La crisis de la que Husserl hablaba le parecía tan profunda que se preguntaba si Europa se encontraba aún en condiciones de sobrevivir a la misma. Creía ver las raíces de la crisis en el comienzo de la Edad Moderna, en Galileo y en Descartes, en el carácter unilateral de las ciencias europeas que habían reducido el mundo a un simple objeto de exploración técnica y matemática y habían excluido de su horizonte el mundo concreto de la vida, die Lebenswelt, como decía él.

El desarrollo de las ciencias llevó al hombre hacia los túneles de las disciplinas especializadas. Cuanto más avanzaba éste en su conocimiento, más perdía de vista el conjunto del mundo y a sí mismo, hundiéndose así en lo que Heidegger, discípulo de Husserl, llamaba, con una expresión hermosa y casi mágica, «el olvido del ser».

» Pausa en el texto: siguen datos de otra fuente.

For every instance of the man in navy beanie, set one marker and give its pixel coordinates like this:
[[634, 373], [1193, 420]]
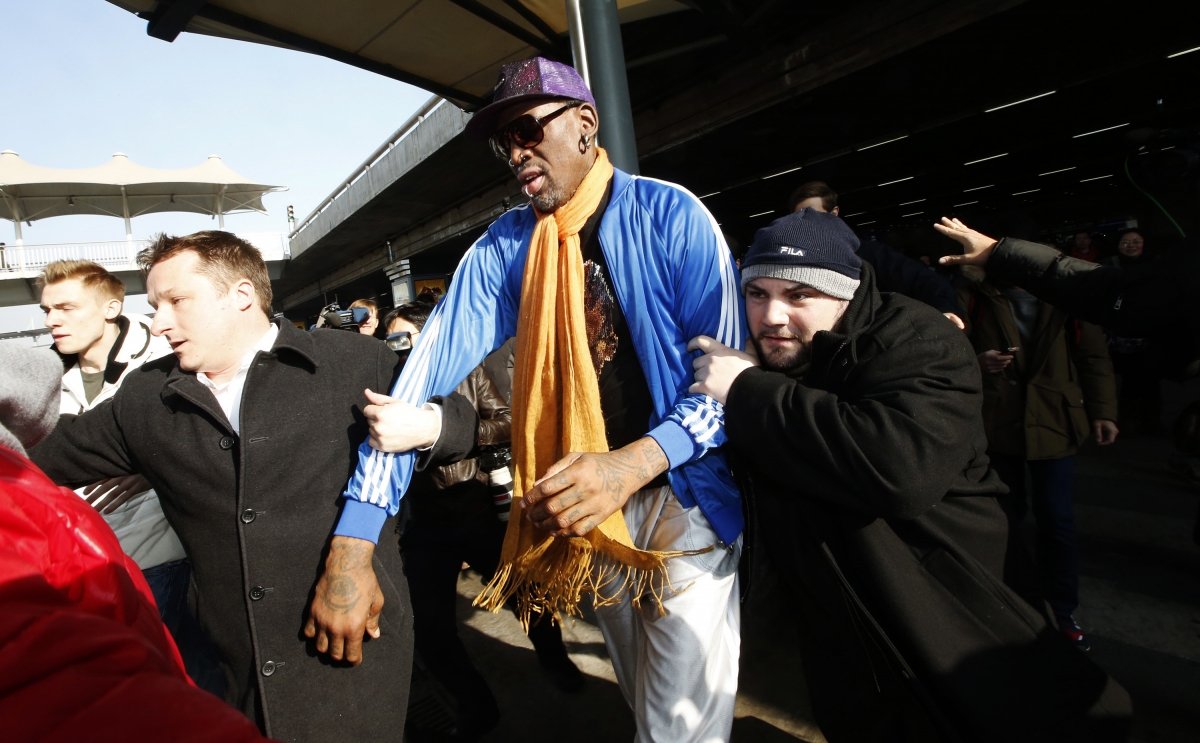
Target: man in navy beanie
[[856, 424]]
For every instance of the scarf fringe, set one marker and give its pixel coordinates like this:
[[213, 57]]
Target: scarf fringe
[[551, 579]]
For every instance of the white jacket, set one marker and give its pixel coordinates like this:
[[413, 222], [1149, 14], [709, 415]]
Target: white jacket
[[139, 522]]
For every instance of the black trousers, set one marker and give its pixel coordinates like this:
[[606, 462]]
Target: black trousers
[[433, 557]]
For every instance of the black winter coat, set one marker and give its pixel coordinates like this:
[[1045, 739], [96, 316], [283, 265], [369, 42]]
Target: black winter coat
[[256, 511], [1159, 300], [898, 273], [871, 493]]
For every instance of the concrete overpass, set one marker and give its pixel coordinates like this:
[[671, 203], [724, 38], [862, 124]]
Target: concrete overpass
[[911, 109]]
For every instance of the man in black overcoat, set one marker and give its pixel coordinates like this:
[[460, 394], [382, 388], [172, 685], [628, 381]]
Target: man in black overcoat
[[861, 442], [249, 433]]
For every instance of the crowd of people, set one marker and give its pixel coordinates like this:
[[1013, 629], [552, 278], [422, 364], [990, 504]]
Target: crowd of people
[[607, 405]]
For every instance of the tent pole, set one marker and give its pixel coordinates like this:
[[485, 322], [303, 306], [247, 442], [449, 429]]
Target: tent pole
[[129, 228], [600, 30], [15, 204]]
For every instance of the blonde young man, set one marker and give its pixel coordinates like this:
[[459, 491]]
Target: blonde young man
[[249, 430], [101, 346]]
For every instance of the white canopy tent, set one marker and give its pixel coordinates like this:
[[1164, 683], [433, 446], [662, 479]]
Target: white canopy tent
[[124, 189]]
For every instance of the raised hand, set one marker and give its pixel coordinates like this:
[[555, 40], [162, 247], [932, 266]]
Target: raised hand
[[581, 490], [397, 426], [977, 246], [109, 495]]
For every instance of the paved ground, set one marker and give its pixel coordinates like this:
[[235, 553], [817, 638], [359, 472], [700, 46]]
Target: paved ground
[[1140, 604]]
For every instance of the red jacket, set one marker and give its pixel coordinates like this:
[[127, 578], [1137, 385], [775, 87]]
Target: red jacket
[[83, 652]]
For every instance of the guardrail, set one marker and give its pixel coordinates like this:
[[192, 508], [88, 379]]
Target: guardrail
[[114, 255], [405, 130]]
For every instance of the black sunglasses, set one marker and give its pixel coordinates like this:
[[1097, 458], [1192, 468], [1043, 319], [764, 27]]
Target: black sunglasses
[[525, 131]]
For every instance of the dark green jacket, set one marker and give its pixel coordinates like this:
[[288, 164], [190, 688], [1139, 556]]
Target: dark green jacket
[[1041, 406]]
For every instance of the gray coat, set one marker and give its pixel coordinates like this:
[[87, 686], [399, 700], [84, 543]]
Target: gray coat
[[255, 514]]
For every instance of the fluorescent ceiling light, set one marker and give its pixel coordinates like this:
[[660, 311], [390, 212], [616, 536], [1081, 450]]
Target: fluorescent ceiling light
[[1021, 101], [985, 159], [1108, 129], [783, 172], [885, 142]]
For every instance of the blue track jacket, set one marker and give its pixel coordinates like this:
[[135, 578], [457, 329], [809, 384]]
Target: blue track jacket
[[675, 279]]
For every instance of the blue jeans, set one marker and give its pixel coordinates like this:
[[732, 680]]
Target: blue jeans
[[168, 583], [1057, 543]]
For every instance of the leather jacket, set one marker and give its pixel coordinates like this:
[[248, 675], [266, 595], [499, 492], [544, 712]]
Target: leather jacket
[[459, 491]]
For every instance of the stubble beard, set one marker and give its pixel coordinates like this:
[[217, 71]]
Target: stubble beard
[[781, 359], [550, 197]]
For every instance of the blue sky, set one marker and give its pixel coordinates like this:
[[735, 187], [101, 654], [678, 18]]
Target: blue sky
[[84, 81]]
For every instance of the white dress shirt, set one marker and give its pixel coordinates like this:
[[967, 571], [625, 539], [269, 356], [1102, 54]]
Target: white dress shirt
[[229, 394]]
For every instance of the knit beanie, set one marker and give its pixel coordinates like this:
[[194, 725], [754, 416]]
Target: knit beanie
[[808, 246], [30, 391]]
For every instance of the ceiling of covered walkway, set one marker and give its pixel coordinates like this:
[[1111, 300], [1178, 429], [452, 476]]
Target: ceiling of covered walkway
[[904, 107]]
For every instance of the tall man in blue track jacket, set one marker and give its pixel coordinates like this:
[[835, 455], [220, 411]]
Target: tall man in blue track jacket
[[657, 273]]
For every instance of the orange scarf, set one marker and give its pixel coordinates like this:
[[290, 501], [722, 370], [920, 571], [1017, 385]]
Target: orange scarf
[[556, 411]]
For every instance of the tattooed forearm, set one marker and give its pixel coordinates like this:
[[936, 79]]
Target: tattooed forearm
[[627, 469]]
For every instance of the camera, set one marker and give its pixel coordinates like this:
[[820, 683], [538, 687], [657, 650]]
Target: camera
[[495, 461], [402, 343], [343, 319]]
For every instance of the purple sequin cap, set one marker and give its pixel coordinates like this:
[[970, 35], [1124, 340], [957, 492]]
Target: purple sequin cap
[[529, 78]]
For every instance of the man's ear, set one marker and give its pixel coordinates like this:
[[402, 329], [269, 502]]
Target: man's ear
[[113, 309], [245, 294], [589, 120]]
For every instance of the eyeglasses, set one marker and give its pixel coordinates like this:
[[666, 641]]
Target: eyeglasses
[[525, 131]]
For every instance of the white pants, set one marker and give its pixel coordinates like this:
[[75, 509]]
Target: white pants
[[678, 672]]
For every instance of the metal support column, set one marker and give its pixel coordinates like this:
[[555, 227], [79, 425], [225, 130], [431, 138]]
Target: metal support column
[[600, 59]]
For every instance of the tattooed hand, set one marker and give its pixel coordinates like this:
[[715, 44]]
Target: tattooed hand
[[581, 490], [347, 601]]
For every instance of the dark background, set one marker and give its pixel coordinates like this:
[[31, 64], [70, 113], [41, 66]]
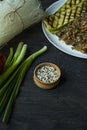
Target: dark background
[[62, 108]]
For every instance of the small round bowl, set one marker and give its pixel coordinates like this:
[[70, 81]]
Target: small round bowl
[[43, 85]]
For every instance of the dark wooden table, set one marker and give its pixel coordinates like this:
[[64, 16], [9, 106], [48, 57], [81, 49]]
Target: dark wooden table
[[62, 108]]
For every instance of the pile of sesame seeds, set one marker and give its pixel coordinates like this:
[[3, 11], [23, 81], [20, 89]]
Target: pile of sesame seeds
[[47, 74]]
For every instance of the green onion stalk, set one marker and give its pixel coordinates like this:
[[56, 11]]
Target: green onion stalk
[[12, 86]]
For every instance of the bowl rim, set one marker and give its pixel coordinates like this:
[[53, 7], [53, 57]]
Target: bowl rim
[[47, 64]]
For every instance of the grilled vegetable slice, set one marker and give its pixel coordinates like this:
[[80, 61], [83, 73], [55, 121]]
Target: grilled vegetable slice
[[66, 14]]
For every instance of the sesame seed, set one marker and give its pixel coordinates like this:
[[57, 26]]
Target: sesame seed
[[47, 74]]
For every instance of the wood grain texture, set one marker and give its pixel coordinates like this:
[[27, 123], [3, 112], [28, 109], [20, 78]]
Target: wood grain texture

Ensalzado antaño por Descartes como «dueño y señor de la naturaleza», el hombre se convirtió en una simple cosa en manos de fuerzas (las de la técnica, de la política, de la Historia) que le exceden, le sobrepasan, le poseen. Para esas fuerzas su ser concreto, su «mundo de la vida» (die Lebenswelt) no tiene ya valor ni interés algunos: es eclipsado, olvidado de antemano.